Hay un viejo refrán que sirve terapéuticamente para neutralizar ese nivel de intolerancias múltiples y confluyentes. Decían nuestros ancestros que quien no sabe de dónde viene y no sabe a dónde va, no sabe dónde está.

Pues bien, venimos de una Transición de una dictadura execrable a un régimen de libertades democráticas; soñábamos con el mejoramiento del bienestar, con mejorar la calidad y la profundización de la democracia. Hemos avanzado notablemente.
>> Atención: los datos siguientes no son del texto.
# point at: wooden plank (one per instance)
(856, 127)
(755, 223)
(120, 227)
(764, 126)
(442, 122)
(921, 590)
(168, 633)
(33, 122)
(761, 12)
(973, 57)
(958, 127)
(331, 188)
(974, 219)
Y llegó un 15 M y con él una ensoñación distópica, muy mediática, de asalto sentimental a los cielos que acabó transformándose en un sarpullido de expresiones identitarias peligrosas que niegan el cosmopolitismo democrático y llegaron populismos varios que proponen ir a ninguna parte. Muchos, desafortunadamente, les creyeron y aún, muchos se encuentran desnortados.

La política, como la investigación y toda intervención, debe radicar en un enfoque de derechos humanos.

Ahora, agotado el ciclo de la ensoñación, toca a la sociedad civil despertar y si tiene coraje, tomarse los derechos humanos en serio frente a los identitarismos, volver a su reclamo de mejora y profundización de la democracia que exige análisis concretos de las realidades concretas y menos gestos de postureo, desprenderse de polarizaciones y fanatismos, construir mas praxiología y menos ideología, reivindicar no solo redistribuir la riqueza sino un ejercicio del poder, en todos los ámbitos, de forma más democrática, con la más amplia participación y posibilidad de revocación de liderazgos, respetando acuerdos comprometidos con electores y afines en nombre de los que actúa, sin performances, circos y autoritarismos.

Simplemente toca ser coherente con la esencia de nuestra Constitución y la Declaración de los Derechos Humanos, apostar por la tolerancia, la concordia y la convivencia, y así no solo conoceremos de dónde venimos, sino que sabremos dónde estamos y presumiblemente, hacia donde queremos ir, aunque esto es más difícil.